The cellular transformation assay described above was a start, but scientists must also demonstrate that particular genetic alterations are both necessary and sufficient for the spontaneous development and spread of primary tumors within a human body. Transplantation of transformed cells into "humanized" animal models, such as mice whose hematopoietic systems have been reconstituted with human stem cells, has elucidated genes and pathways involved in the development of white blood cell tumors (leukemias and lymphomas) (Yu 2008). Indeed, a wide variety of mouse models in which inactivating mutations of tumor suppressors leads to spontaneous tumor development have already highlighted pathways important for tumorigenesis (Vogelstein 2004). Just as critical as identifying oncogenes and tumor suppressors, understanding the ways in which they interact to bring about uncontrolled cell cycle progression continues to challenge scientists seeking not only to treat and prevent cancer but also to understand how the cell cycle is fundamentally regulated.

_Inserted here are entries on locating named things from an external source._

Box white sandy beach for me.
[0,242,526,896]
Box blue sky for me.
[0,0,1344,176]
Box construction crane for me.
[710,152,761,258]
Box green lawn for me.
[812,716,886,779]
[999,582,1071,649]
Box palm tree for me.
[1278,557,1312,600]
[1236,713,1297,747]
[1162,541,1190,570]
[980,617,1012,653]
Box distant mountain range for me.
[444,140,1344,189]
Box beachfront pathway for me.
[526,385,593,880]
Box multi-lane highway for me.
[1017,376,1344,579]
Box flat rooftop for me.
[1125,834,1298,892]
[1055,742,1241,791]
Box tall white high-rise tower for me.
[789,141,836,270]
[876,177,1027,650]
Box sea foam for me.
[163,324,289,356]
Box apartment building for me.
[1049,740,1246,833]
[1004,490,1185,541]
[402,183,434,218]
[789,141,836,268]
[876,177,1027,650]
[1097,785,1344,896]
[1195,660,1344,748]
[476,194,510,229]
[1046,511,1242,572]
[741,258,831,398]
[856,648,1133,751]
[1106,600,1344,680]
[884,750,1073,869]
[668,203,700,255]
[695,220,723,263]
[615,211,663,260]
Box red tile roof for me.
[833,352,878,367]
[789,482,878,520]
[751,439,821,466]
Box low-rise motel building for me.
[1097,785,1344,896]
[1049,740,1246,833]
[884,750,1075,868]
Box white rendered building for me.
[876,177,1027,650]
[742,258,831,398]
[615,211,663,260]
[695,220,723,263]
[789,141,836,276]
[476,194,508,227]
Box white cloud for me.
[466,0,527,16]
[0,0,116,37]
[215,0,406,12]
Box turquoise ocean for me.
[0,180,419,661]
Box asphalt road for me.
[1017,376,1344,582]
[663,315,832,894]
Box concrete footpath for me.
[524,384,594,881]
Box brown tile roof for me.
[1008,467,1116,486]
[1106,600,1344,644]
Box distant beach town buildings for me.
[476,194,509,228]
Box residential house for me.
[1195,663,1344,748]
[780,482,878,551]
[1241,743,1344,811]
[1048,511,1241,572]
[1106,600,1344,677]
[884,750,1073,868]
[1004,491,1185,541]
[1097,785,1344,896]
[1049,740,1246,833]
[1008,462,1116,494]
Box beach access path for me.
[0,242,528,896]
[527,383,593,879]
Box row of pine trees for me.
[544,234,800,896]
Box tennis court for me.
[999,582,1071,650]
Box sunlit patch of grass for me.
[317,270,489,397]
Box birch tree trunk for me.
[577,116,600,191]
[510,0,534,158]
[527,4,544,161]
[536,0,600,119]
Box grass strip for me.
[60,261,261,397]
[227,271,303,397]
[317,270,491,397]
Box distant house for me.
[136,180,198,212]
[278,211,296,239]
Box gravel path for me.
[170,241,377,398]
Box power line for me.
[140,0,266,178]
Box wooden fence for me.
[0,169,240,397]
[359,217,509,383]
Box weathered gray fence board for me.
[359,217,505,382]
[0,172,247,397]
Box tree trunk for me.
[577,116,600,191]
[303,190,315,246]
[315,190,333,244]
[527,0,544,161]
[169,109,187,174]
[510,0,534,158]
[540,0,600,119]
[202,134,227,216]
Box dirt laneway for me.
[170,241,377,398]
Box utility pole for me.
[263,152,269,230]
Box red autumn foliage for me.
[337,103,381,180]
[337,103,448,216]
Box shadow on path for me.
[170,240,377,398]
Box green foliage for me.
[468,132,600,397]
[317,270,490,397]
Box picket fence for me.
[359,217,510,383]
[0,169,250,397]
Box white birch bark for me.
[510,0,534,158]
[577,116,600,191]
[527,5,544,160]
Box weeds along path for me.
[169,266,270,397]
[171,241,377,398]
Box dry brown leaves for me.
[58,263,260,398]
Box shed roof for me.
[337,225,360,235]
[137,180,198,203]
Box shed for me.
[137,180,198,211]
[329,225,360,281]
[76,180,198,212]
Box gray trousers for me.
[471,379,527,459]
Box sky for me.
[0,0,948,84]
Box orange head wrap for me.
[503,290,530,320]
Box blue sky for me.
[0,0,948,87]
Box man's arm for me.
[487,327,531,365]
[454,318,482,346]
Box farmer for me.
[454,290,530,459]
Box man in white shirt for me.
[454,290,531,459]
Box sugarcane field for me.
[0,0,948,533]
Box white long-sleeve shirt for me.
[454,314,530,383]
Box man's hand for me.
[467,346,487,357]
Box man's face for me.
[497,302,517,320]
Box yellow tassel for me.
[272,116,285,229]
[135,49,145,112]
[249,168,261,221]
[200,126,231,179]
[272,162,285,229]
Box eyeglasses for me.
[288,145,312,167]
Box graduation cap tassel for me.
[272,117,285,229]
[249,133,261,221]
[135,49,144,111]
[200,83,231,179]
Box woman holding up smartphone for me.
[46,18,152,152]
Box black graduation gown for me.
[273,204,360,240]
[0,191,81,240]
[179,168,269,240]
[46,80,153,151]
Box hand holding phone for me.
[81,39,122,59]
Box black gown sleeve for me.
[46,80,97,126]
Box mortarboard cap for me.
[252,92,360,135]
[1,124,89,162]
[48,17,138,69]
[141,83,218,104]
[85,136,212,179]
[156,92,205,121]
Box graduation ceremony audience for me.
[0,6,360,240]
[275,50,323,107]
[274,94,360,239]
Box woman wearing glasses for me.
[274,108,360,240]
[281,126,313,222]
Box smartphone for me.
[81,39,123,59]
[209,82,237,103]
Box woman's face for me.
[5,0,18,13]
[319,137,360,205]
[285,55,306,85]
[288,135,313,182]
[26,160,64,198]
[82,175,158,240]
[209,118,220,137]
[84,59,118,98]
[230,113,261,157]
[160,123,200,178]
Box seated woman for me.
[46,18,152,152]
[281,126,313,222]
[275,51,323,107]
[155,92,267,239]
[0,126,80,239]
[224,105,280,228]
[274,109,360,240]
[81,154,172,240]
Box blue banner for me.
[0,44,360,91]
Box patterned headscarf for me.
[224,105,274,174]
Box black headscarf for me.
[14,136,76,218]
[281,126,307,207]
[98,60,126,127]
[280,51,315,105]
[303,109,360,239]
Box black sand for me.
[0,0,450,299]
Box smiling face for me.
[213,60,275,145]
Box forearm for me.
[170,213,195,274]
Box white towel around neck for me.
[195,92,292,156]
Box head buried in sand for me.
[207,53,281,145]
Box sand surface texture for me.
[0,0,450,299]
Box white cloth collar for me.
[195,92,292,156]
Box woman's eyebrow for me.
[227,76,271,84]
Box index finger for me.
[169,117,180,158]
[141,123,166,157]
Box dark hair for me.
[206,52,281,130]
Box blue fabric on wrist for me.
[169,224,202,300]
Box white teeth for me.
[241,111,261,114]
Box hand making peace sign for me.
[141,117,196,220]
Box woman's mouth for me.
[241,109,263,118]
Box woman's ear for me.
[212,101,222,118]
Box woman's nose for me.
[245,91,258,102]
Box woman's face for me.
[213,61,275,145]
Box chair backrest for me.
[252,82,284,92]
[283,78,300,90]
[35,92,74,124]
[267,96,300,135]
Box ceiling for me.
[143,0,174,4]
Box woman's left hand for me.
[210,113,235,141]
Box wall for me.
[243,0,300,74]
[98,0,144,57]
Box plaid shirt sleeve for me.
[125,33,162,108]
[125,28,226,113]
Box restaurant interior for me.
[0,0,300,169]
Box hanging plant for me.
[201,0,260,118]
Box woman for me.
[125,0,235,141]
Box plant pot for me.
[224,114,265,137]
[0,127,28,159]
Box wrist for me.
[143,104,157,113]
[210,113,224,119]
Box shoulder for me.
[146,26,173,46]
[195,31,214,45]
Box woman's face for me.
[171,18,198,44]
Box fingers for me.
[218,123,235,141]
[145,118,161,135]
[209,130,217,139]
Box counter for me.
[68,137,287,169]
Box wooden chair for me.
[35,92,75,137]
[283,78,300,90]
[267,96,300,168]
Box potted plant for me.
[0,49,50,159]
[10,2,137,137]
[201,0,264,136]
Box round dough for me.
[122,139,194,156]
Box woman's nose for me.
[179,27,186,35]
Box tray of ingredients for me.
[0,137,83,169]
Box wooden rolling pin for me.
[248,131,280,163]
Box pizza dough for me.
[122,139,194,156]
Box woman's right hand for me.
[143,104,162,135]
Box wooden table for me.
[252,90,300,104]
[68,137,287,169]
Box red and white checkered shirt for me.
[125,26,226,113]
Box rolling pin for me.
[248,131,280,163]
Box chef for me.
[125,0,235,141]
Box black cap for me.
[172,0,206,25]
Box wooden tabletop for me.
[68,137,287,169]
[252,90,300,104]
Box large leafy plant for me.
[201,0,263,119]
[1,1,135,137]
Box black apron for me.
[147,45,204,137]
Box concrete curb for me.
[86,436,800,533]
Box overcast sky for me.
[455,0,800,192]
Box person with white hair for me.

Two classes of genes, oncogenes and tumor suppressor genes, link cell cycle control to tumor formation and development. Oncogenes in their proto-oncogene state drive the cell cycle forward, allowing cells to proceed from one cell cycle stage to the next. This highly regulated process becomes dysregulated due to activating genetic alterations that lead to cellular transformation. Tumor suppressor genes, on the other hand, restrict cell cycle progression. Their control over cell division is lost with genetic alterations leading to their inactivation. The role that both types of genes play in tumor formation can be experimentally determined using in vitro transformation assays or more complex in vivo animal models. These sorts of experiments will lead to a more thorough understanding of the genetic basis for cancer, more effective therapeutics, and a deeper appreciation of the intricacies of cell cycle regulation.